Before we introduced this system, we were reinventing the wheel every time, but this makes everything much more straightforward and streamlined. It’s indicative, really, of the processes that we are introducing across the board – that is, to make the simple things really simple, which ultimately reduces the costs to the client and means we can concentrate on what is important.

Ironically, part of our drive for increased profitability is actually to lessen the number of tenders the firm pitches for – but there is method in its apparent madness. Many law firms will pitch for every job going, but it costs between £10,000 and £15,000 a time, so it makes much better financial sense to only try for those we have a realistic chance of winning, which will contribute to the development of the firm – and which we can do well.

In the past, Shoosmiths pitched for huge amounts of work, and won approximately 30 per cent – but I am aiming to increase that figure to around 70 per cent, through targeted planning and a programme of repeated practice pitches. We have already seen an improvement in our pitch success rate, although I haven’t actually measured it yet. However, when I was at Wragges, I increased the rate from 40 to 70 per cent in two years – so I am confident I can do it here.

Support from the top

Our chief executive Paul Stothard has empowered the entire management team to take the firm forwards into the future and he believes the next three years will be crucial to achieving the firm’s goals.

“People have heard that we’re doing interesting things here, but some of our potential clients are still not sure what we stand for, and why they should come and work with us. If we can get that right, and build upon it, we could be in for a very exciting time – because we haven’t really scratched the surface yet of what this firm can do for its clients in terms of service,” he says.

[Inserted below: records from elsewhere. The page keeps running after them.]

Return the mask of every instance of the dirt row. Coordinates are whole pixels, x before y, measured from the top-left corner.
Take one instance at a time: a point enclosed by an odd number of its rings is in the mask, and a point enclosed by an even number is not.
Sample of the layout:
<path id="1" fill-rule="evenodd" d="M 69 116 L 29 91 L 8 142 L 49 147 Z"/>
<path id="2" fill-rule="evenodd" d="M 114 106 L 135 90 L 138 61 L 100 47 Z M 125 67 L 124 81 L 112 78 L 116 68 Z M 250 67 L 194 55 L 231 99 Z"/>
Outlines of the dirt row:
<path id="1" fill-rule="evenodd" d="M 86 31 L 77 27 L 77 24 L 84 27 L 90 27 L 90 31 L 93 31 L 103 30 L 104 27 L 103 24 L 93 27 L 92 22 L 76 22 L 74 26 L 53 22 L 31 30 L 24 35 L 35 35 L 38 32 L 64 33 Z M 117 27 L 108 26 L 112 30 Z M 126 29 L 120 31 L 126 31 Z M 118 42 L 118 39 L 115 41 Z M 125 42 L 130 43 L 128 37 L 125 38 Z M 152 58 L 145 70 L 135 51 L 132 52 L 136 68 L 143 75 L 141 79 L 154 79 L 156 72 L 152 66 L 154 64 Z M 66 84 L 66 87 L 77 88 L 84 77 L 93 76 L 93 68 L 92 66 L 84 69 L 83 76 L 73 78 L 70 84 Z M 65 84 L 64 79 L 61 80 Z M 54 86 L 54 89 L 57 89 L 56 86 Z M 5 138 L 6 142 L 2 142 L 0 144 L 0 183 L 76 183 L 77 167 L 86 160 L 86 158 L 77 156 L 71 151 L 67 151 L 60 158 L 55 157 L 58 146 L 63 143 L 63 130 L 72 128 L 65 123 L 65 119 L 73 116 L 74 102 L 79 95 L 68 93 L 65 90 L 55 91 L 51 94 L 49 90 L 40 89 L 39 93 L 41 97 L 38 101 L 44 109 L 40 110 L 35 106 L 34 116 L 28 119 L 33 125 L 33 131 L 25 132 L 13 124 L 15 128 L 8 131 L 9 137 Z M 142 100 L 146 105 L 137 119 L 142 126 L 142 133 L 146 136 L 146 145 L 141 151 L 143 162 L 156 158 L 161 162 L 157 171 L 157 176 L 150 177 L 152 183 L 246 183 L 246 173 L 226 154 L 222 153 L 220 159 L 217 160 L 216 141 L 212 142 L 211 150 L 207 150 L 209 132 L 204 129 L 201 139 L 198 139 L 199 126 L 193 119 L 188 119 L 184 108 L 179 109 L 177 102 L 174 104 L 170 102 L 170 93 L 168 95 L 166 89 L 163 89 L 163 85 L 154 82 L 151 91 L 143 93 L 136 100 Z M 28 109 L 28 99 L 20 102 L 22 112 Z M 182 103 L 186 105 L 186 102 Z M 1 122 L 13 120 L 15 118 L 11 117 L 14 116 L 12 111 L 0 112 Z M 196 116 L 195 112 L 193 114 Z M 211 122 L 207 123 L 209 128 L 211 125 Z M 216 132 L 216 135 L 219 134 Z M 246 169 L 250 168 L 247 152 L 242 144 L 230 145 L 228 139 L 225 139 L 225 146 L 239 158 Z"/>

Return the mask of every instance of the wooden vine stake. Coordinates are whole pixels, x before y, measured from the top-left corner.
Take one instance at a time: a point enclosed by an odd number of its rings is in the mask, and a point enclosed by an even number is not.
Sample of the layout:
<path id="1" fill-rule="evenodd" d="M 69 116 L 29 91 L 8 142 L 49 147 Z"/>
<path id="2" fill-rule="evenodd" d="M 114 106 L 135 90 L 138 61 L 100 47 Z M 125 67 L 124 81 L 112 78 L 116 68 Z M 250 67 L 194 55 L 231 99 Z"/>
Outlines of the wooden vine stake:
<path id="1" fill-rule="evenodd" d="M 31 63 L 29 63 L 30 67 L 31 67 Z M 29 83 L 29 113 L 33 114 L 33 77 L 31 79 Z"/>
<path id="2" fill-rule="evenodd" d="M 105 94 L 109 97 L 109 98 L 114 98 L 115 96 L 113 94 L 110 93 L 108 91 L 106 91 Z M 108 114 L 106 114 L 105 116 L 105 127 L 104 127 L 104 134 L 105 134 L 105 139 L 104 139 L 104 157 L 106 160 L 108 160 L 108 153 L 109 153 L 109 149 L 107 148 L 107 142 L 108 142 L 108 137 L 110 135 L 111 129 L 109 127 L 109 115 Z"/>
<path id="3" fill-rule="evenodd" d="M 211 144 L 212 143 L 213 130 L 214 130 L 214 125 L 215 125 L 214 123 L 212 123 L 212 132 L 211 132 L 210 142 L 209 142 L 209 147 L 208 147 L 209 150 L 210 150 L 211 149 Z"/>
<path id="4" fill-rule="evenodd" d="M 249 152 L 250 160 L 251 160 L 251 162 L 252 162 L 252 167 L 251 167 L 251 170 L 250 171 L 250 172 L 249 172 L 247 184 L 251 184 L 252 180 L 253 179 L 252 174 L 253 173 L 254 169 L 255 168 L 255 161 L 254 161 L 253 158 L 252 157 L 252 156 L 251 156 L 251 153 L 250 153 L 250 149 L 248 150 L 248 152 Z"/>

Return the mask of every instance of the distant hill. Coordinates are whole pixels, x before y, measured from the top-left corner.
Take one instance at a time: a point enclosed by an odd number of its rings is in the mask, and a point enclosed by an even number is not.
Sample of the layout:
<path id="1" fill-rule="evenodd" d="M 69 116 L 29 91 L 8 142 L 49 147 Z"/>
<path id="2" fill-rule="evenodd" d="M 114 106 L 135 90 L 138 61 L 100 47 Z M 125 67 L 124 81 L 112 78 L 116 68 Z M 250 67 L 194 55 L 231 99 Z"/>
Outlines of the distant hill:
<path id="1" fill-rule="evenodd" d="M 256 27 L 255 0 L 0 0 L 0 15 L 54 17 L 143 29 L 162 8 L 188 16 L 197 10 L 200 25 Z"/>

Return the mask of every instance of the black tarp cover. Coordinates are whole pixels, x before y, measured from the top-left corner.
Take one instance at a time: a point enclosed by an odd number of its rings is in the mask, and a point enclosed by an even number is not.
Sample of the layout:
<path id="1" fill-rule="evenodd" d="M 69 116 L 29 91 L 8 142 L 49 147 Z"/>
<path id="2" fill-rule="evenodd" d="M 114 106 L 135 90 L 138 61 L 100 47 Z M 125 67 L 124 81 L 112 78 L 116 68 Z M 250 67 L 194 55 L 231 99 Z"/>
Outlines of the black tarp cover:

In recent years, Shoosmiths has experienced the benefits of getting the firm working together – but it is also crucial, Stothard says, to ensure that in a firm with seven offices, all staff can trust each other to deliver the same level of service and understanding to their clients.

“When people change their service providers – and that includes anything from their legal adviser to their gas supplier – eighty per cent of the time, it’s because of bad service, not a bad product,” he says. “All law firms will claim they give good service, but I’m not convinced they do. We strive to really listen to our clients’ requirements, to talk their language, and to truly understand their business. Now we want to unite behind those messages, and send them out into the marketplace – so that everybody knows exactly what we’re about.”

Looking to the future

Once I have ensured that all our staff are fully conversant with the idea of valued legal services, my next task is to ensure that the rest of the world also knows about it.When I joined, lots of good things were happening at Shoosmiths, but we were one of the legal world’s best kept secrets – few people really knew what great work was going on here.

Running a legal firm shouldn’t just be about getting money out of people – it’s very much a two-way relationship between ourselves and the client, where we stand shoulder to shoulder with them. In 18 months’ time, I want people to really know who we are and what we stand for – and that we do things in a more enterprising way.

In fact, I think Shoosmiths could be said to be demonstrating its enterprising attitude simply by appointing three female staff to head up marketing, HR, IT and finance. It is quite unusual to find three women with such authority and responsibility, especially within IT and finance, but I think it’s very indicative of the way Shoosmiths works. There is a lot of trust and autonomy, which is fantastic – and this is exactly what makes the firm successful.